Pueblo : l’histoire d’un jour de pluie

Ce jeudi, les chanceux pourront découvrir un grand David Murgia dans l’excellent Pueblo au Manège Fonck.

Depuis le cinq février, le Festival de Liège bat son plein et les spectacles s’enchainent au Manège Fonck et à la salle B9. Fondé 1958 par Robert Maréchal, le Festival du Jeune Théâtre s’appellera ensuite Rencontres Internationales de Théâtre contemporain et de Rencontres d’Octobre et épousera toujours les grands courants et tendances du théâtre contemporain, les nouvelles conceptions scéniques et esthétiques. En 1999, Jean-Louis Colinet succède à Robert Maréchal et, en 2001, le festival est rebaptisé Festival de Liège. C’est le début d’une nouvelle odyssée théâtrale. Devenu une biennale organisée chaque année impaire, ce festival international de théâtre, de danse et de musique d’aujourd’hui est singulier et différent des autres manifestations.

Pendant trois semaines, des spectacles originaux – sous de multiples formes, ce qui en fait aussi son originalité – interrogent notre présent, questionnent notre époque. Centrée sur l’humain, la programmation met en avant des créations qui parlent des sujets d’aujourd’hui et qui touchent bon nombre des spectateurs. Le Festival de Liège fait vivre la Cité ardente pendant trois semaines au gré des représentations. Mais pas seulement ! En effet, grâce aux rencontres avec les artistes, aux « afters » ainsi qu’aux collectifs et groupes issus des milieux associatifs et alternatifs qui se joignent à la fête, c’est une véritable  « vie »  qui s’articule autour des pièces – même si, en ces temps perturbés, ce qui fait l’essence même de cet évènement se trouve fortement chamboulé. Un savoureux mélange pour ce festival inclassable qui a fait sien cette maxime de Federico Garcia Loca: « Parce qu’un théâtre qui ne recueille pas la pulsion sociale, la pulsion historique, le drame de son peuple et la douleur authentique de son passage et son esprit n’a pas le droit de s’appeler théâtre. »

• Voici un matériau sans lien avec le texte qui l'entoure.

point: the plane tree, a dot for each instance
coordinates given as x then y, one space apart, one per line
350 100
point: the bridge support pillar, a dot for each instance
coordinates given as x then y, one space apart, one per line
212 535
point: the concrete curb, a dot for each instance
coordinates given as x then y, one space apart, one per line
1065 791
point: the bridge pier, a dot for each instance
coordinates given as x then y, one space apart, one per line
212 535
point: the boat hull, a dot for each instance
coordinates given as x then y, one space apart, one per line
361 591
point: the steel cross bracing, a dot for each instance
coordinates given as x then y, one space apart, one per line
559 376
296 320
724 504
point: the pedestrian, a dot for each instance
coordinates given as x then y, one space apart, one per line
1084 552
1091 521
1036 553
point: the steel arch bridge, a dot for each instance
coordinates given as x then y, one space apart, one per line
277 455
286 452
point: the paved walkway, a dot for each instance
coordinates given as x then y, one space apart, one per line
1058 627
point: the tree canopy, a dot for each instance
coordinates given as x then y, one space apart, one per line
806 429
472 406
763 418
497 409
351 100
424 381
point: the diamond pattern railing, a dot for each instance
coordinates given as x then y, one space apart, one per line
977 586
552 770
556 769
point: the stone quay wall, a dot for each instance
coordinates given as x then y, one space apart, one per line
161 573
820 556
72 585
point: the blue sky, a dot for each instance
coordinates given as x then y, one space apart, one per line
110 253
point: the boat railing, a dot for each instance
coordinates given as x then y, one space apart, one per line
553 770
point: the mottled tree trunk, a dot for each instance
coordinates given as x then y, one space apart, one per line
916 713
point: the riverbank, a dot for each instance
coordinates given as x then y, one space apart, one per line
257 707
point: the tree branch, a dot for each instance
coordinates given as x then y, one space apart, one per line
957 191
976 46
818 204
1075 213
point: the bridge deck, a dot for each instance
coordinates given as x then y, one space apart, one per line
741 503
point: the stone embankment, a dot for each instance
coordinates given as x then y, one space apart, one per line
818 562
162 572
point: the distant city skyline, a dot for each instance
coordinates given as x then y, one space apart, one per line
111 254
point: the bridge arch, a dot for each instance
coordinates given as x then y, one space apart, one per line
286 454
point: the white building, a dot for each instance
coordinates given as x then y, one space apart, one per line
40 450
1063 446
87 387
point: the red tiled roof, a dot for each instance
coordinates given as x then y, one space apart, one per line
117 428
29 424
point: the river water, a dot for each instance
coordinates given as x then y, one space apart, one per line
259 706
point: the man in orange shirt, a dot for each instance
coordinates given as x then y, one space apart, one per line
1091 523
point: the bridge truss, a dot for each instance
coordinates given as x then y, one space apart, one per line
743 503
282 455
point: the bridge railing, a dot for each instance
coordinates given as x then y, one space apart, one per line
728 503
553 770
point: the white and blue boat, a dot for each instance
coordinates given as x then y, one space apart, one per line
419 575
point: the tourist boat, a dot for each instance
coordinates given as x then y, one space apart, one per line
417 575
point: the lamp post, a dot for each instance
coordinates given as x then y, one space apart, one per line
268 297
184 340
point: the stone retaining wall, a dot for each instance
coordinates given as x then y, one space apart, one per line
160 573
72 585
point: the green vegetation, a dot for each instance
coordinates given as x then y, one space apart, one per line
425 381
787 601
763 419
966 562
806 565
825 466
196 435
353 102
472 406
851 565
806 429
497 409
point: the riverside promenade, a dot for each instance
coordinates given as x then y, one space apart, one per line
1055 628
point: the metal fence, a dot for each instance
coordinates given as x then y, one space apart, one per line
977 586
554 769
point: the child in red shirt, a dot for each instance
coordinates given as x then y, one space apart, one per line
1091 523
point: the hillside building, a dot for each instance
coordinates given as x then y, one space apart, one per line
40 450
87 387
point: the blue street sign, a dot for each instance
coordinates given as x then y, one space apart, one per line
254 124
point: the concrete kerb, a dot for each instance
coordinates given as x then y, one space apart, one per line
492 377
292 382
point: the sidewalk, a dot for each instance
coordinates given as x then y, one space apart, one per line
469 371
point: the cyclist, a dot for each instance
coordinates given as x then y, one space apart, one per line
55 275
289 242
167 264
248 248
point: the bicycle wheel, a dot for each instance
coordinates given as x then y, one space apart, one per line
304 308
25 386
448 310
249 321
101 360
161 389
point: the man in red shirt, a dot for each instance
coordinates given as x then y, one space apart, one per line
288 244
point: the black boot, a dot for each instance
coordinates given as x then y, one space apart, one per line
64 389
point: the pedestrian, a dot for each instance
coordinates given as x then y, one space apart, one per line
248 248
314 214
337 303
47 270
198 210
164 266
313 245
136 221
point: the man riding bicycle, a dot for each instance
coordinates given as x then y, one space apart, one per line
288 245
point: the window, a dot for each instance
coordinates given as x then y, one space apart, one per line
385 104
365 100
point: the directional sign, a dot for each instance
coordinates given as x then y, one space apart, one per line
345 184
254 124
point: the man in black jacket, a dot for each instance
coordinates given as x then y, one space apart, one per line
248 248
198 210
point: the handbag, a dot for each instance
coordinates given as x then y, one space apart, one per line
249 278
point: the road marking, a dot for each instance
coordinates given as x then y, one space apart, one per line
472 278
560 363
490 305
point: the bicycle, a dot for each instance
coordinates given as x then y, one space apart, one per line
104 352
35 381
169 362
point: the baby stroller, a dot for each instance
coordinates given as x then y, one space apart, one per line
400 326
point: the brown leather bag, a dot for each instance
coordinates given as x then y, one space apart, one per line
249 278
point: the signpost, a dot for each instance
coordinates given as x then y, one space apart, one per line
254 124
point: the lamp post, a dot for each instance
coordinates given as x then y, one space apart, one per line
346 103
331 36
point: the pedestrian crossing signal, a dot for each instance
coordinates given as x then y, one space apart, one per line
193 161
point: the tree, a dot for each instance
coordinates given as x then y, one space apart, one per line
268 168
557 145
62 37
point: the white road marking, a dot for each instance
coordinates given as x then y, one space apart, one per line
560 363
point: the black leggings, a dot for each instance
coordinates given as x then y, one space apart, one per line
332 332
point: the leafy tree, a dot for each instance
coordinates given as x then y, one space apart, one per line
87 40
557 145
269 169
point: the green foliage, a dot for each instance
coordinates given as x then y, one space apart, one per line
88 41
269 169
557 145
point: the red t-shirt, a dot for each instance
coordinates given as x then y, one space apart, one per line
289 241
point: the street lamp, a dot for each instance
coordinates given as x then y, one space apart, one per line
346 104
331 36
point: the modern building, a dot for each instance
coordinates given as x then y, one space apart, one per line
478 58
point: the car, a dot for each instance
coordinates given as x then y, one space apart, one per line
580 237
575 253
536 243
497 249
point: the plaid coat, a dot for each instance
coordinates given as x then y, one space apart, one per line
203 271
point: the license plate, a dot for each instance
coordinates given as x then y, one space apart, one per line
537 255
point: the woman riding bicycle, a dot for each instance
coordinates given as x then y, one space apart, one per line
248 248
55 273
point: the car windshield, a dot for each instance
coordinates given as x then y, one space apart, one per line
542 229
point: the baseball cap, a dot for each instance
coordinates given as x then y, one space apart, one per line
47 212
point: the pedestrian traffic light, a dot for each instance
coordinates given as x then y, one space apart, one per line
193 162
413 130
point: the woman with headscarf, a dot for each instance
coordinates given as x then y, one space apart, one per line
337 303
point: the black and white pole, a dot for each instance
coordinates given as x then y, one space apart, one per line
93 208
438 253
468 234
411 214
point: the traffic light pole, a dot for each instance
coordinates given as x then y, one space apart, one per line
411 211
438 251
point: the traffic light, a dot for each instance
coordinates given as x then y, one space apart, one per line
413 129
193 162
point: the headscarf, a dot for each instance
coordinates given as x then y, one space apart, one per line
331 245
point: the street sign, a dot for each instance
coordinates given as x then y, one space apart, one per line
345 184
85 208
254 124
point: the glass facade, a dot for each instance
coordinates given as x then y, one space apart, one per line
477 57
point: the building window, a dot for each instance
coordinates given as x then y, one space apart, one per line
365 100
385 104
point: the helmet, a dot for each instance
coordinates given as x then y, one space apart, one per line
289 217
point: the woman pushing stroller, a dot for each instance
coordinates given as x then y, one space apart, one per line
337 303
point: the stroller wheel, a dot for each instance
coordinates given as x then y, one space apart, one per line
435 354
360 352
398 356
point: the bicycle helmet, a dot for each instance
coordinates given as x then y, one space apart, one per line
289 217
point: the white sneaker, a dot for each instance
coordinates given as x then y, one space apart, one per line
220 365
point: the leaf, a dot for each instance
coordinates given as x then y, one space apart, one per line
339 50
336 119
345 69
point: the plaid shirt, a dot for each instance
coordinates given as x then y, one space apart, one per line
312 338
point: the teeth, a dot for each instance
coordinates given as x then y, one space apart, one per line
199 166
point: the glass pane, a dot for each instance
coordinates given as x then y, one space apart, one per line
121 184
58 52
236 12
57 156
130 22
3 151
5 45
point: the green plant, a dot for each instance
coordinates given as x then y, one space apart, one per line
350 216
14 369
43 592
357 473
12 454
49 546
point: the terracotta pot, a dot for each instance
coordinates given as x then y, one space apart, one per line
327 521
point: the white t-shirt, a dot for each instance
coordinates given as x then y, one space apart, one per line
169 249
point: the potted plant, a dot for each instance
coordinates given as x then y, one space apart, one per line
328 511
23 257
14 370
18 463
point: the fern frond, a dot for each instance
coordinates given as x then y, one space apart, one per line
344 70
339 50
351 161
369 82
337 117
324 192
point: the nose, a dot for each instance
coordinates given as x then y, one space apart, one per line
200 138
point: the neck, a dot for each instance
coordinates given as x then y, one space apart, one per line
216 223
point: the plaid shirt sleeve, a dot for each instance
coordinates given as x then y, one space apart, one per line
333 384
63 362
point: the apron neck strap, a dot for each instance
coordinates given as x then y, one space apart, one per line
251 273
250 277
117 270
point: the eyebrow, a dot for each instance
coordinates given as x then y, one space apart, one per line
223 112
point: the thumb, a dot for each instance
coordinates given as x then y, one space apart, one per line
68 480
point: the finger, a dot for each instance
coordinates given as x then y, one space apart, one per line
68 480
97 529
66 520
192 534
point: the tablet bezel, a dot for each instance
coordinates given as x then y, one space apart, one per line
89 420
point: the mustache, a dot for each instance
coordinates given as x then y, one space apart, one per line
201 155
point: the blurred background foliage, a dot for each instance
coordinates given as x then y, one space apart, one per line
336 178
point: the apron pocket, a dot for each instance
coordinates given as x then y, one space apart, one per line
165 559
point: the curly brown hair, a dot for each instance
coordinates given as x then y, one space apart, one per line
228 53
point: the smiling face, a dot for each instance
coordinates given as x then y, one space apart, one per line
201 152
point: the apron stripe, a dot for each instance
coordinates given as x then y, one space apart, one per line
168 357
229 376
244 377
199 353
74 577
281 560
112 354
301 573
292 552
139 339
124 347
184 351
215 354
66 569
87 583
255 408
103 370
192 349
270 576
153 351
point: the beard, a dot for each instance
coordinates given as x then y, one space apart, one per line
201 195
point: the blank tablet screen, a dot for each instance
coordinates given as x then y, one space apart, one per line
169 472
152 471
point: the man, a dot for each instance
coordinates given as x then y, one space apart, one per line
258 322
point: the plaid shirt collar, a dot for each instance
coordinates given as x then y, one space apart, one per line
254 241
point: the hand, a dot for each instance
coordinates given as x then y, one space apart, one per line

Ce jeudi, place à l’une des pièces phares de ces trois semaines : Pueblo, mis en scène par Ascanio Celestini et interprété par le toujours excellent David Murgia. Le duo qui avait séduit avec Laïka récidive avec brio, offrant une galerie de personnages qui racontent les turpitudes du monde d’aujourd’hui. « Pueblo, c’est l’histoire d’une clocharde qui ne fait pas la manche et d’un gitan de huit ans qui fume, l’histoire d’une tenancière de bar qui gagne sa vie avec les machines à sous, d’un manutentionnaire africain et d’une poignée d’autres personnes dont on ne connaît pas le nom. C’est l’histoire des cent mille africains morts au fond de la mer. Ceci est l’histoire d’une jeune dame caissière au supermarché et de toutes les personnes qu’elle rencontre. Ceci est l’histoire d’un jour de pluie », peut-on découvrir sur le site du Festival de Liège. De quoi augurer d’un vrai beau moment de théâtre.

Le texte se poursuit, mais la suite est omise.